The First O-E-L in Illinois


It has me thinking that this missing N is a common thing at holidays though.  Not necessarily the N but the feeling that we are missing something.  The feeling of holidays past we can't quite seem to replicate or the physical presence of someone who is no longer there to celebrate.  It can be a smell that we miss or a feeling or a place.  Sometimes, it can be missed enough that the rest of the holiday seems pale or passes by as just a day.  Sometimes, we try to plan in advance for what we will miss by doing something completely different than usual.  Sometimes, that works.

For the longest time, I missed holidays absolutely packed with people in a too warm house and not enough bathrooms.  I missed impatiently waiting with my cousins for Snoopy and the Red Baron to play and signify that we could finally open gifts. When I had my own kids, we made new holidays and I didn't miss the holidays of my childhood as much.  There is nothing, nothing, like the magic of a Christmas spent with small people who believe in Santa.  The sparkle! The joy!  The enchantment!  And yes, it's true that when my son found out there was no Santa, he smiled, patted my arm, and thanked me for "faking his childhood."  Still worth it when I remember him in footy pajamas shaking with excitement and my daughter waking us up at 3am to say "SANTA WAS HERE!"

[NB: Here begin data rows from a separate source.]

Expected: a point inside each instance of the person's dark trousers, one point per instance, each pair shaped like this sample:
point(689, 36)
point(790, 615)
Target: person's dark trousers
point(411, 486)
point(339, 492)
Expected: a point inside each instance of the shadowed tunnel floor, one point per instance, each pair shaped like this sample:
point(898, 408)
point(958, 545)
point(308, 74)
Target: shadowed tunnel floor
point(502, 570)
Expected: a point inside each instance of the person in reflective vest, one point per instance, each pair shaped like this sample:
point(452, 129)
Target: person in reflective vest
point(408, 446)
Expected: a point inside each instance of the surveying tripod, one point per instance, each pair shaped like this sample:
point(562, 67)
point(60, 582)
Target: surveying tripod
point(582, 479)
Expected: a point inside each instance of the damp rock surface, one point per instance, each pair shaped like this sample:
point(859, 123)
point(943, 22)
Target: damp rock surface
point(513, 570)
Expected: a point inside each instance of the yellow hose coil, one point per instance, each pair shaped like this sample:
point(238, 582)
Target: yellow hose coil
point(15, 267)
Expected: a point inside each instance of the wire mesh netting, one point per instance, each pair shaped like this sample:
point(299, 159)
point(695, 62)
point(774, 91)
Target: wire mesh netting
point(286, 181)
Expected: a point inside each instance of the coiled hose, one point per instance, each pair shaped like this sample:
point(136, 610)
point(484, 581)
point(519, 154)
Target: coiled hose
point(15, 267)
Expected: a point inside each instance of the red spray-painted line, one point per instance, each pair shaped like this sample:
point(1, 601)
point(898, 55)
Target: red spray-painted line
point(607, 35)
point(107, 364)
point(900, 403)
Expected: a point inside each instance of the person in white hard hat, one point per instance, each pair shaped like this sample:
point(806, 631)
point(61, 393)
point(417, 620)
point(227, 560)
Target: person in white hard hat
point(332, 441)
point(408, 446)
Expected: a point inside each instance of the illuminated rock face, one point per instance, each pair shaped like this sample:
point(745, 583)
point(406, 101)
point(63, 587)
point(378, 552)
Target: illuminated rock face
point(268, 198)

After I got divorced, I spent quite a few holidays missing my kids because they were at their dad's or missing the way holidays used to be as a whole family unit.  It took awhile to get over the missing "N" and focus on what was left with my "OEL".  I will miss my kids this Christmas. I will miss them so much that I had Amazon deliver their presents to me so that I could wrap them and write "Love, Santa" with my left hand and mail them on.  A silly way to spend an extra $25 but oh, well.  My daughter texted and asked for the recipes for cookies and knowing she will be making them there, that she wants to carry on with the smells and tastes of her childhood memories, that really makes me happy.  

I think that with holidays and memories stored mainly in the heart and not the brain, it is so easy to get caught up on what seems to be missing.  You might be searching for a loud house, the smell of Crunchy Fudge Sandwiches, snow, kids waiting for Santa, a certain movie to watch, a person to hold.  You might want those things so very much that you can't picture this holiday with out it.  Like my NOEL, minus the N, it looks sort of the same but not as good as it once did.  I hope that even though your N is missing, that you get the chance to step back and see that the OEL is still there.  It might be way too soon for you to really appreciate your OEL with no N and that is okay too. 

I am happy that I have something from my first Christmas away that has survived at least one million moves.  It reminds me of how much I was and am loved by the family I moved away from.  Putting it up reminds me of how many Christmases it stood by as my kids were born and grew up.  Putting it up and laughing about no N with my person makes this new place feel more like home.  

I know we have more moves ahead of us and despite moving 170,000 times in the last five years, I also do not always pack the best.  So many of the ornaments that have ears lost their ears in this recent move.  There is a very good chance that more letters could fall off of the OEL.  I also know, it could lose all it's letters and be down to the string and I would still put it out.  I would just think "oh,well" as I stood in front of a beautiful tree of ear-less ornaments and smile about all the Christmases past.